In Harpur Trust v Brazel, the Court of Appeal considered how to calculate holiday pay for ­permanent staff who only work for part of a year. This is an important decision with implications for many employers, particularly schools.

Under the Working Time Regulations 1998 (WTR), all workers are entitled to 5.6 weeks’ paid leave per year. Applying this to workers with no normal working hours can be difficult. A common approach, also recommended in Acas guidance, was to say that the worker accrues holiday entitlement at the rate of 12.07% of hours worked. This is because 5.6 weeks is 12.07% of the standard working year of 46.4 weeks (ie 52 weeks less the 5.6 weeks’ leave). The WTR require a week’s pay to be identified in accordance with sections 221-224 of the Employment Rights Act 1996 (ERA) which has prescribed methods depending on whether a worker has set or irregular hours. That figure must then be multiplied by 5.6. However, there is no provision in the WTR for pro-rating.

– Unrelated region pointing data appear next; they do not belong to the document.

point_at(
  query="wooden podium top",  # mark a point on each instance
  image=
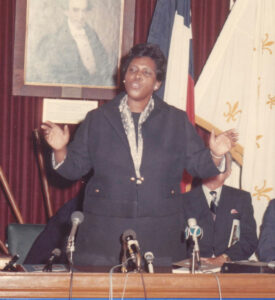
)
(158, 285)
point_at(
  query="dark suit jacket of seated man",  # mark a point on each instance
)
(266, 247)
(233, 204)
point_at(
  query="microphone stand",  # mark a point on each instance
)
(195, 265)
(70, 249)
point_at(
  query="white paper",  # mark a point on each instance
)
(66, 111)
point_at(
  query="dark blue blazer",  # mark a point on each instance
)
(266, 247)
(114, 201)
(233, 204)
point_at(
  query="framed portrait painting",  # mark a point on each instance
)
(71, 48)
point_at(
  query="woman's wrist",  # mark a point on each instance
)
(216, 156)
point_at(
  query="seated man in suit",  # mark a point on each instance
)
(217, 208)
(266, 247)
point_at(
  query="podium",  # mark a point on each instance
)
(157, 285)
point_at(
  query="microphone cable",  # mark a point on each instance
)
(218, 282)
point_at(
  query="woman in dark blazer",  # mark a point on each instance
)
(137, 146)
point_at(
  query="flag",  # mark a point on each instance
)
(236, 90)
(171, 29)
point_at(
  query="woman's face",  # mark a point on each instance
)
(140, 79)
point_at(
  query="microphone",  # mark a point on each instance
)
(195, 232)
(48, 266)
(77, 218)
(129, 238)
(10, 265)
(149, 257)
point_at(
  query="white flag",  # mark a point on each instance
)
(237, 90)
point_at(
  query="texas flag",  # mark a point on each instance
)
(171, 29)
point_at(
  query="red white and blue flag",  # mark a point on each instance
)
(171, 30)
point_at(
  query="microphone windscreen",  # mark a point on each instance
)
(192, 222)
(56, 252)
(127, 233)
(149, 256)
(77, 217)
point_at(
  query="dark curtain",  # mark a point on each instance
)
(19, 116)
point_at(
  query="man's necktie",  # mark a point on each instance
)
(213, 203)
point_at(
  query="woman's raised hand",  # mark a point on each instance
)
(55, 136)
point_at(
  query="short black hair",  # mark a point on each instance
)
(149, 50)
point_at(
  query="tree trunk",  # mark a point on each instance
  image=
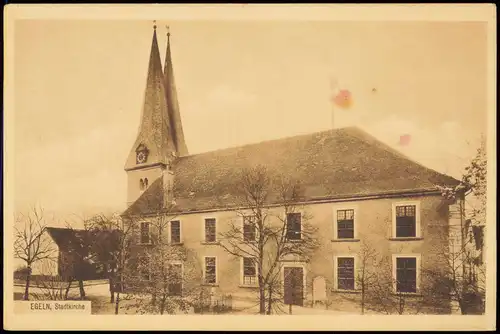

Mrs Brazel was employed as a visiting music teacher during term time only. Her hours of work and pay were dictated by pupil demand. Her holiday pay was paid in three instalments at the end of each term, calculated as one third of 12.07% of her earnings for each term. Mrs Brazel brought a claim for unlawful deduction of wages in the Employment Tribunal, arguing that her holiday entitlement should be paid according to section 224 of the ERA, that is at the level of her average earnings over the 12 week period immediately before her holiday was taken, rather than using the 12.07% multiplier. As a term time only worker, this approach would result in her receiving a higher percentage of her earnings as holiday pay (for example, if she worked 32 weeks of the year, this would be 17.5% of her annual earnings).

The Employment Tribunal dismissed Mrs Brazel’s claims, ruling that a principle of pro-rating should apply and that payment for part-time workers working fewer than 46.4 weeks per year should be capped at 12.07% of annualised hours. The Tribunal held that words could be read into the WTR to that effect. On appeal, however, the EAT held that there was no requirement in the WTR to pro-rate holiday pay for part-year employees to ensure that full-time employees were not treated less favourably. The Tribunal had overlooked the principle that part-time workers must not be treated less favourably than full-time workers but that there is no principle to the opposite effect.

The Court of Appeal has now also confirmed that Mrs Brazel’s method of calculation is technically correct. This means that a permanent part-year employee should receive the same holiday entitlement as an employee who works all year round, which will also result in them receiving a proportionately higher rate of pay for their holiday than full year workers.

This case may be successfully appealed to the Supreme Court. However, in the meantime, as well as quantifying the risk of arrears claims, affected employers should consider whether holiday pay calculations in contracts of employment need to be amended to reflect this decision, and whether they wish to change holiday policies or contractual arrangements.